The results of this study support the hypothesis that the peripheral regions are the most sensitive to tactical stimulation because they have the most significant cortical representation. The only areas that presented a conflicting finding in this regard are shoulders and back. In the first trial, the neurophysiological mechanisms responsible for the two-point discrimination were tested. Based on the results one can conclude that the density of afferent receptors is the critical factor that impacts this element.

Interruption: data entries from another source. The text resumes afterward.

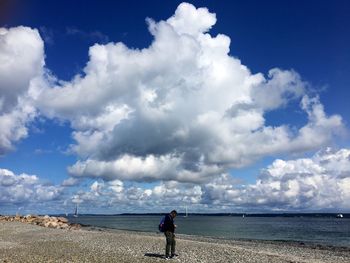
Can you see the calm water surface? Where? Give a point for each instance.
(326, 231)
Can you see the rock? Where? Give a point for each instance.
(62, 219)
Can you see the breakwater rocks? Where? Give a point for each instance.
(45, 221)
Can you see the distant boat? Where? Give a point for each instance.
(339, 216)
(76, 211)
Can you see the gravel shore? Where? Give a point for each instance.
(21, 242)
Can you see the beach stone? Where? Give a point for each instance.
(62, 219)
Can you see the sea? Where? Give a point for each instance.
(311, 229)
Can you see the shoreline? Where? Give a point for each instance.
(308, 244)
(21, 242)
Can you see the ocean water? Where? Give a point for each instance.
(324, 230)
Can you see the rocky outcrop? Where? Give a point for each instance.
(45, 221)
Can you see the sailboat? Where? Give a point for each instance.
(76, 211)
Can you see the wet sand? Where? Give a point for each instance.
(20, 242)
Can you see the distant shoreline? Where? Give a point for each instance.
(315, 215)
(20, 242)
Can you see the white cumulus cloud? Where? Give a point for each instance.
(182, 109)
(21, 68)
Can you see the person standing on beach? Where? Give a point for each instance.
(169, 229)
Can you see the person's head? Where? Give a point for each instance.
(173, 213)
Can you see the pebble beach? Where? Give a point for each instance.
(21, 242)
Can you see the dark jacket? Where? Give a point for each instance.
(169, 224)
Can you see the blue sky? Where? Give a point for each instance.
(185, 112)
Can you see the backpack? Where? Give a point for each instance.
(161, 224)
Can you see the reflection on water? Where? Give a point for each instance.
(327, 231)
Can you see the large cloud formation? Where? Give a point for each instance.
(21, 68)
(182, 109)
(321, 182)
(182, 112)
(25, 189)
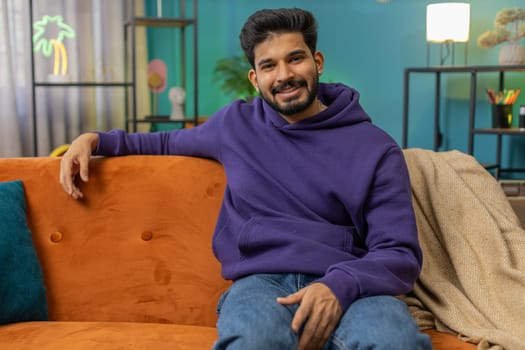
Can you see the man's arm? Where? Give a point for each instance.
(76, 162)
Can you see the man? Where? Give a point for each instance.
(317, 228)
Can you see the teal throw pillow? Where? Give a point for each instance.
(22, 290)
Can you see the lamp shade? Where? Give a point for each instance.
(448, 21)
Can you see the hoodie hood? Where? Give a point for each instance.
(343, 109)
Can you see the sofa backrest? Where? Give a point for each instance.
(136, 248)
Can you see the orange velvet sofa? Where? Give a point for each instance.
(130, 266)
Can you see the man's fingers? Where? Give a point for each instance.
(291, 299)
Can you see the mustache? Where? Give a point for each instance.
(289, 84)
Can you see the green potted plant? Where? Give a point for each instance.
(232, 74)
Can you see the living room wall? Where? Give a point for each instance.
(367, 45)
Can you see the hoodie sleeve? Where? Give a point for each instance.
(201, 141)
(393, 261)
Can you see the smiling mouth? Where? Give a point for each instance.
(288, 87)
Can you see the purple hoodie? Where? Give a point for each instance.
(329, 195)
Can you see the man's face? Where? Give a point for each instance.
(287, 75)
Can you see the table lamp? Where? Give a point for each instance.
(447, 23)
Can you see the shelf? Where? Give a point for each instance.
(500, 131)
(472, 130)
(161, 22)
(166, 119)
(465, 69)
(88, 84)
(187, 50)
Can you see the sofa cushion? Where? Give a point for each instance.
(105, 336)
(22, 291)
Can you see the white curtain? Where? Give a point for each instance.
(95, 54)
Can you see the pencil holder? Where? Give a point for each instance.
(501, 115)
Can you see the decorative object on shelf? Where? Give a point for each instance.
(502, 105)
(521, 124)
(501, 115)
(511, 53)
(232, 73)
(156, 81)
(44, 41)
(177, 97)
(448, 23)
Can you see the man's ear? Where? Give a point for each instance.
(252, 76)
(319, 61)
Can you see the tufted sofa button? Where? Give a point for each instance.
(56, 237)
(147, 235)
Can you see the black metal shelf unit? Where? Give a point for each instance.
(181, 24)
(473, 71)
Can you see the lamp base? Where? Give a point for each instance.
(447, 53)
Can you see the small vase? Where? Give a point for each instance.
(511, 55)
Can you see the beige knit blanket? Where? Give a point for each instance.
(473, 277)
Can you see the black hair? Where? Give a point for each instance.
(259, 26)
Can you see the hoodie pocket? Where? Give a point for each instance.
(263, 235)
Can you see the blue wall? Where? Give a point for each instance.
(367, 45)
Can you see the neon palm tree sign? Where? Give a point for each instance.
(50, 32)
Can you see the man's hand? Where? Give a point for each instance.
(319, 311)
(75, 162)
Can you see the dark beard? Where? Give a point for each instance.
(291, 108)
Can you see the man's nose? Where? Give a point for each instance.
(284, 72)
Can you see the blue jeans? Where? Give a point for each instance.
(251, 319)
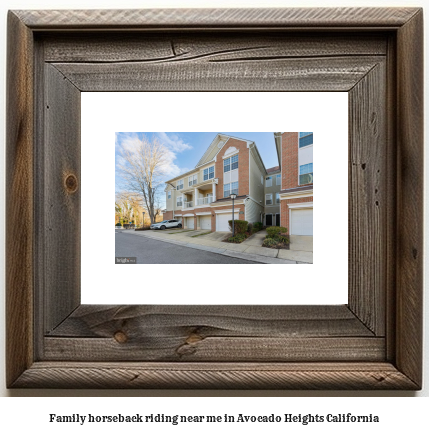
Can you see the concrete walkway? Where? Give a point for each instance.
(250, 249)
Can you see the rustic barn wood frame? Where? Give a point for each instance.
(373, 342)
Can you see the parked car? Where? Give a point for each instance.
(166, 224)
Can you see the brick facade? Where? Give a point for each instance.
(289, 160)
(243, 167)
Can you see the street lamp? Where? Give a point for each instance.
(233, 198)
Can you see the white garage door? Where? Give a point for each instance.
(302, 222)
(206, 222)
(222, 221)
(190, 222)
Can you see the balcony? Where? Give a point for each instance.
(205, 200)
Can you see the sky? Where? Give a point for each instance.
(185, 149)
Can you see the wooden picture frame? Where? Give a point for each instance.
(373, 342)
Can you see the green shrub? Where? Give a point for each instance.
(269, 242)
(240, 226)
(274, 231)
(257, 226)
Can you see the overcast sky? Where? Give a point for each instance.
(187, 148)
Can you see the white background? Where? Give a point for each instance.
(324, 113)
(400, 414)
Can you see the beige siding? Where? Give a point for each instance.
(256, 188)
(253, 211)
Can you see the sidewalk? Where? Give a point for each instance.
(250, 249)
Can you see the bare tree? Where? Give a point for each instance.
(142, 168)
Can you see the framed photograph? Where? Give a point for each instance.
(58, 60)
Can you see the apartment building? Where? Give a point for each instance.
(281, 195)
(295, 153)
(201, 197)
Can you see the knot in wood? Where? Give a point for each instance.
(120, 337)
(71, 183)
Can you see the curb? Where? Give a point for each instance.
(224, 251)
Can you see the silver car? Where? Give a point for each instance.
(166, 224)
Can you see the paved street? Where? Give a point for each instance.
(149, 251)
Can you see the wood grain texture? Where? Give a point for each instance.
(98, 321)
(368, 202)
(179, 47)
(307, 74)
(19, 198)
(192, 347)
(61, 198)
(230, 18)
(215, 376)
(410, 199)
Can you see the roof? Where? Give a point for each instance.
(273, 169)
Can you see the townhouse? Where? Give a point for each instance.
(201, 198)
(295, 153)
(282, 195)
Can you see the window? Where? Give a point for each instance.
(305, 138)
(209, 173)
(192, 180)
(230, 188)
(230, 164)
(306, 174)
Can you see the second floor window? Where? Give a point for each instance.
(306, 174)
(192, 180)
(209, 173)
(305, 138)
(230, 164)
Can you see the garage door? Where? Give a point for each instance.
(222, 221)
(206, 222)
(302, 222)
(190, 222)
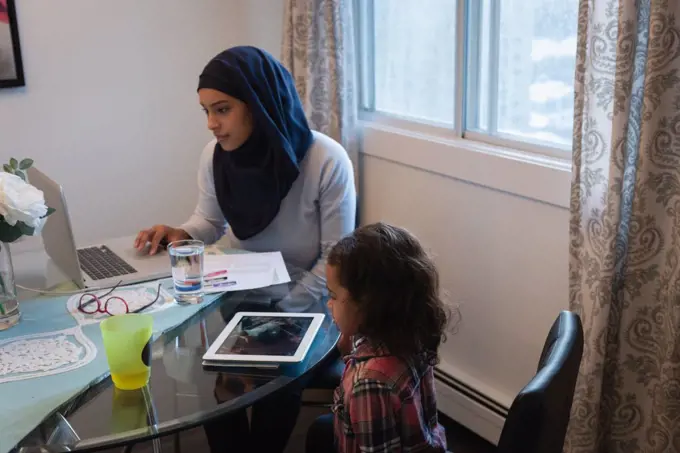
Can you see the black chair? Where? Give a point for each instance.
(538, 418)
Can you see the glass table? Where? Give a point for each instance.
(182, 393)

The error of localization of touch is less in one part of the body when compared to the other because of the density and size of the receptor fields. The perceived localization of touch is a complex process that involves detecting a stimulus, transmitting the signal, and analyzing it within the cortex to determine the place of impact. The size of receptor fields has a critical role in this process because the combination of these elements impacts the sensitivity towards stimuli. Thus, when the sensory receptive field units are narrow, the more accurately an individual can identify the place of stimuli. Additionally, this process correlates with the sensory fibers connected to the brain and lateral inhibition.
Thermal receptors are adapting slowly because they are firing through the duration of the stimulus. The spatial discrimination of thermal receptors in the process of distinguishing between two separate stimuli, in this case, is hot and cold. Thermoreceptors respond to the specific impact and help a person determine the temperature of the environment or an object. The experiment described in this report helped establish the number of hot and cold receptors in a different area of a human body and conclude that their presence allows individuals to determine the temperature. In general, the findings of this experiments are consistent with the physiological theory and support the hypothesis that people can perceive two separate stimuli simultaneously, localize the point of touch, and determine the temperature of an object.
Chuquilin, M., Alghalith, Y., & Fernandez, K. (2016). Neurocutaneous disease. Journal of the American Academy of Dermatology, 74(2), 197-212. Web.
Jänig, W. (2018). Peripheral thermoreceptors in innocuous temperature detection. Handbook of Clinical Neurology, 156, 47-56. Web.
Shigeo, K. (2015). Temperature receptors in cutaneous nerve endings are thermostat molecules that induce thermoregulatory behaviors against thermal load. Temperature, 2(3), 346-351. Web.